La fin d’une ère – « Dreaming Walls », un film documentaire d’Amélie van Elmbt et Maya Duverdier

Dreaming Walls
Les réalisatrices Amélie van Elmbt et Maya Duverdier nous plongent dans le microcosme bigarré et artistique de l’hôtel Chelsea à New York. L’ambiance est celle de la fin d’une époque ; bientôt l’hôtel entièrement rénové rouvrira ses portes pour un public fortuné. Mais une cinquantaine de locataires de longue date y vivaient encore fin 2019.

Sommaire

C’est Merle* qui nous guide. Petite dame frêle mais pétillante appuyée sur son déambulateur, elle arpente les couloirs couverts de bâches en plastique, aux plafonds dégoulinants de câbles pas encore fixés ni cachés. Elle parle aux ouvriers, à ses voisins, à elle-même parfois. Elle occupe cet espace qui a vu passer tant d’artistes au cours du 20e siècle.
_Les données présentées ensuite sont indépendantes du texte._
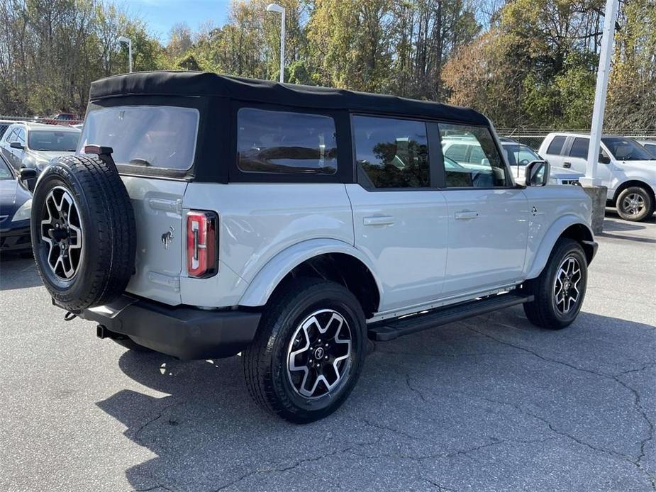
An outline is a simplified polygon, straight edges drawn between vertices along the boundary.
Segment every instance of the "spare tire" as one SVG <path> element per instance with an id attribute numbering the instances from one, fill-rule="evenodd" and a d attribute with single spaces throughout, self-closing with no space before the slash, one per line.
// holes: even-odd
<path id="1" fill-rule="evenodd" d="M 116 166 L 99 157 L 53 160 L 32 198 L 32 249 L 57 304 L 77 312 L 111 302 L 134 272 L 134 211 Z"/>

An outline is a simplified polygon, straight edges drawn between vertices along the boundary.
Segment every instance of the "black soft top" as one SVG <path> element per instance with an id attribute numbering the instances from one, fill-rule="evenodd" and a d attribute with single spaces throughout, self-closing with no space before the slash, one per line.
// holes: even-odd
<path id="1" fill-rule="evenodd" d="M 486 126 L 489 124 L 482 114 L 467 108 L 204 72 L 140 72 L 115 75 L 93 82 L 89 99 L 96 101 L 142 95 L 218 96 L 290 106 L 421 116 Z"/>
Histoire d’un bâtiment emblématique

Situé dans le quartier de Chelsea à New York, sur la 23e Rue, le bâtiment de douze étages en briques rouges a été construit entre 1883 et 1885 par l’architecte franco-américain Philip Gengembre Hubert, dans un style qui évoque le gothique victorien. Les superbes balcons en fer forgé attirent immédiatement le regard, et quand on pénètre à l’intérieur, c’est la cage d’escalier gigantesque qui marque les esprits. Hubert était un fervent adepte des idées de Charles Fourier, philosophe français qui avait réfléchi à diverses formes d’utopies socialistes. Marqué par la croissance des inégalités sociales à New York, l’architecte a voulu créer un immeuble sur le modèle des phalanstères, ces communautés où vivaient des personnes qui étaient unies par un projet et qui effectuaient des tâches guidées par l’intérêt commun. Il a choisi comme emplacement le quartier de Chelsea, qui à l’époque déjà, était au cœur du district des théâtres et à l’intersection de plusieurs lignes de train.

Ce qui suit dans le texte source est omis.